Authors: Medora Sale
“You can tell her that she needn't worry, absolutely nothing unexpected is going to be done by anyone.” Metcalfe spoke with a little too much emphasis. “It won't be allowed. I have scheduled everyone and everything for every minute of the day. They won't even be able to buy a bottle of perfume for their mistresses without it going on the sheet ahead of time.”
“You mean you're in charge of security for this operation?” said Lang with a low whistle. “I wouldn't like to be in your shoes right now.”
“Not security, no, not at all,” said Metcalfe in confusion. “Just, shall we say, logistics. Moving them around and making sure they get to the right place at the right time. Security's being done by the usual specialist types, you know. I'm not qualified for that.” He grabbed another glass from the next tray going by.
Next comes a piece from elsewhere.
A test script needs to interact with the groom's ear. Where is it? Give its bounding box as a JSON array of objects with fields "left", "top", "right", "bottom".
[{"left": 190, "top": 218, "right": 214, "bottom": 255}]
“Well, I intend to stay as far away as possible from the Chateau Laurier and the Conference Centre when that thing is on.” Lang smiled comfortably. “I don't want to get blown up when the crazies decide to get rid of some prime minister or other.”
“The prime ministers and assorted bigwigs aren't going to be downtown, are they, Hal?” said Toni. “We heard that they will all be in the Gatineau.”
“Old rumor, my boy. Very old. You're losing your touch. They're all being whisked off to a meeting room in the airport.” This voice came from the group next to them, which, by the strange chemistry of parties, had suddenly opened up to include the three men.
“Don't be silly,” said a tall, pretty girl. “They're not going to be at the airport.”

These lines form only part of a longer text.